Now let me apply this to an issue in historical moral psychology. I spend a lot of time reading the Neo-Confucian philosophers, who wholeheartedly embrace an account of the emotions as constituted by thoughts and judgments. For a long time I (like most scholars in my line of work) assumed they were cognitivists in the more familiar "believing" sense. Recently I've come to realize that they also make room for cognitivism in the "seeming" sense. In fact, the purpose of moral education as they understood it was to make us more reliant on emotional appearances (seemings) than on emotional beliefs. The beliefs just "second" the emotional appearances. Here's why.

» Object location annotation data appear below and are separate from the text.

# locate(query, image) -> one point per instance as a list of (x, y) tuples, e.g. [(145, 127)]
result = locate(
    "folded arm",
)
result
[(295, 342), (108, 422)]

When we think about harmless perceptual illusions like the appearance of the moon on the horizon, it's evident that beliefs tend to be more reliable than appearances. But in matters of moral significance the situation is often reversed. Moral beliefs tend to be more susceptible to rationalization and self-deception than moral appearances. Admittedly moral appearances also get things wrong--visceral disgust often plays a crucial role in the moral condemnation of entire classes of people (think of the initial disgust elicited by foreign eating habits or different sexual practices). But while both beliefs and appearances are unreliable, one of these problems is more intractable than others. It doesn't take much exposure to overcome our visceral disgust at unfamiliar things. But the tendency to rationalize self-serving ends is a permanent feature of the human condition. When given the chance, successful revolutionaries usually turn into unapologetic dictators.
On my reading the Neo-Confucians thought that emotions were constituted by both appearances and beliefs. But unlike many moral sense theorists they thought we were better off relying on the former. The latter will never go away, but they can be shut out by acting on our more spontaneous feelings (unlike most classical Greek and Chinese virtue ethicists, the Neo-Confucians were more attracted to accounts of moral selves as permanently divided between their good and bad parts). I think there is some truth to this, even if I'm not willing to give up entirely on belief-based emotional responses.